Dr. Toulouse gets teaching award
SUDBURY – Dr. Pamela Rose Toulouse has been named the recipient of Laurentian University’s Teaching Excellence Award for Full-Time Faculty for 2013-2014.
An Associate Professor in the School of Education at Laurentian University, Dr. Toulouse, Sagamok Anishnawbek First Nation, is entering her 21st year of teaching in the formal education setting. At the forefront of Dr. Toulouse’s approach as an educator is her passion for teaching and nurturing community within the classroom.
The official announcement of her award notes that Dr. Toulouse “successfully integrates Indigenous teaching philosophy to build rich relationships among students”.
Pamela Toulouse began her career as an elementary school teacher and moved to higher education 14 years ago.
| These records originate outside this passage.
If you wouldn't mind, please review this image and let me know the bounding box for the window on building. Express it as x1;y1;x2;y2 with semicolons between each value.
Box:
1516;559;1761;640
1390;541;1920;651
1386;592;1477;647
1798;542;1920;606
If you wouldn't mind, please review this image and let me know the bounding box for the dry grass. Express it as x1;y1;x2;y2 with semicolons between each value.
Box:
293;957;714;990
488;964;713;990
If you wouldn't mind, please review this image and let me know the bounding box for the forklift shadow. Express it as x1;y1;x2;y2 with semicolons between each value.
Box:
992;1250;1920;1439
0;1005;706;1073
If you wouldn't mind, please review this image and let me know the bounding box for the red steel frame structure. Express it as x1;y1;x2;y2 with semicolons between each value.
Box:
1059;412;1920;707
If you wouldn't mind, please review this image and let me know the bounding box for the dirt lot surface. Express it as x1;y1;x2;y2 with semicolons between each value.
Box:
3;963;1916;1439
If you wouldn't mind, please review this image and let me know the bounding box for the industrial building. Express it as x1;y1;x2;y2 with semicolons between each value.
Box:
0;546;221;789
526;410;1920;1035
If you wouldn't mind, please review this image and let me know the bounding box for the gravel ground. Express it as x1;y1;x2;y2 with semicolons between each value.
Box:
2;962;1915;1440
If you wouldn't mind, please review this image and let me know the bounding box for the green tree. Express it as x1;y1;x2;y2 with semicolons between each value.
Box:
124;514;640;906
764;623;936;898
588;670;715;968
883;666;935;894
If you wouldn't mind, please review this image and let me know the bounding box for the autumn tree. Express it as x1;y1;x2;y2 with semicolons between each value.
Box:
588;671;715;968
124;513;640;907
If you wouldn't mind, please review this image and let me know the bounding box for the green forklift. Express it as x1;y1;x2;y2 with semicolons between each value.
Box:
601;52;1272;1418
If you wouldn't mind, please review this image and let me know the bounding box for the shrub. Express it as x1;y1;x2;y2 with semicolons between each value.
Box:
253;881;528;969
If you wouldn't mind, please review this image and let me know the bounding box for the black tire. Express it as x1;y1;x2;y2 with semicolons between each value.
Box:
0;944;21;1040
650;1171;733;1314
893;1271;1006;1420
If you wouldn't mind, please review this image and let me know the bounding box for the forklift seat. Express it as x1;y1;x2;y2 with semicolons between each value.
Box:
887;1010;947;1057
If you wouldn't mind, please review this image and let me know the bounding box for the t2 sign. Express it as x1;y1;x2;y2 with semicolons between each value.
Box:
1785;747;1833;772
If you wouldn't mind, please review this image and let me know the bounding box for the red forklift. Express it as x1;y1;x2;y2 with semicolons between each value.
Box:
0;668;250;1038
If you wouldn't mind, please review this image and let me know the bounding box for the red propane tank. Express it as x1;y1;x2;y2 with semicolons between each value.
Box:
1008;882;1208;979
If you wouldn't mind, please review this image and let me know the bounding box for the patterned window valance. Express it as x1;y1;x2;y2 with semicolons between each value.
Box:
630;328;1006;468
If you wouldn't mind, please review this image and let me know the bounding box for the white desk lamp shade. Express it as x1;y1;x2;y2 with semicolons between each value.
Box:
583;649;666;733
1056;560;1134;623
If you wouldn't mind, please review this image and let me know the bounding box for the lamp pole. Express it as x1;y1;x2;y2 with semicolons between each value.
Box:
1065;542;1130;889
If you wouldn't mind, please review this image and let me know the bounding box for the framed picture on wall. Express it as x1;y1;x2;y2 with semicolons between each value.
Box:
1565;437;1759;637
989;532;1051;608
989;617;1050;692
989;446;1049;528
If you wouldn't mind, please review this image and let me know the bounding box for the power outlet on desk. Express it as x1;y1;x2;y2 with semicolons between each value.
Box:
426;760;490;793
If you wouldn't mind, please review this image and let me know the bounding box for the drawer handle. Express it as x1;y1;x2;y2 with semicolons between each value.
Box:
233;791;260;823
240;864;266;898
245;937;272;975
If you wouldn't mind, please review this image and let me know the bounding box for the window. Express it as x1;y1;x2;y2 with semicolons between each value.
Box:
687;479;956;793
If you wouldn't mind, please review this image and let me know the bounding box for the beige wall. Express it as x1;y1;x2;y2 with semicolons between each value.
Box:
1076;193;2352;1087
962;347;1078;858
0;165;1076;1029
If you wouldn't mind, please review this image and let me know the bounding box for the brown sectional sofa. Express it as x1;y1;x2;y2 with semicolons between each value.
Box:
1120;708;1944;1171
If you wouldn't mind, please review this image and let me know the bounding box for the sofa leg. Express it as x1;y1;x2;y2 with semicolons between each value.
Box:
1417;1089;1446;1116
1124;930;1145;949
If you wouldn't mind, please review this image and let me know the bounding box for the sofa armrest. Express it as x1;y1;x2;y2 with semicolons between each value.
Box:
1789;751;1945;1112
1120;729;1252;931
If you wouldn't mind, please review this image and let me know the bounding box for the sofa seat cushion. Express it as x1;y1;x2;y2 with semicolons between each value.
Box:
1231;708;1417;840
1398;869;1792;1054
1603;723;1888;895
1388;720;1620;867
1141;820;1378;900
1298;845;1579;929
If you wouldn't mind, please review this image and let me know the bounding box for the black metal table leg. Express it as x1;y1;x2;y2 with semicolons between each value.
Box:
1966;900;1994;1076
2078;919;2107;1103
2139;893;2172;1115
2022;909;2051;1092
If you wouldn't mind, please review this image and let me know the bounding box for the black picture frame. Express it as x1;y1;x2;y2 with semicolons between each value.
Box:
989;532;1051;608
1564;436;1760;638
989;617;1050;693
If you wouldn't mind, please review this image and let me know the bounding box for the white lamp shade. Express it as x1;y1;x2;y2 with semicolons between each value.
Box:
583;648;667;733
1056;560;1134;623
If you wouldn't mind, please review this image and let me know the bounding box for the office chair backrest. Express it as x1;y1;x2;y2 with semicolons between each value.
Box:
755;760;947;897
She currently teaches Primary/Junior Methods, Junior/Intermediate Methods, Primary/Junior Literacy and Native Social Welfare. Her areas of specialty are classroom management, lesson planning, learning cycles, assessment, technology, and First Nations, Métis and Inuit (FNMI) Education. She has also published well over 40 resources, including books, curriculum pieces and articles.
Pamela Toulouse’s teaching philosophy is at the forefront of her approach as an educator and lifelong learner.
“Kinoomaage is the Ojibwe word that is closest to the English term known as teaching,” she says. “It is with this cultural teaching that I continually grow and reflect as a teacher and as a human being. Kinoomaage is my teaching philosophy that guides my practice every year, every day and with every student. It is more than just an Ojibwe word that emerges from my culture. It is a way of being that places the integrity of students at the heart of a classroom.”
The Teaching Excellence Award will be presented at the 2014 Spring Convocation.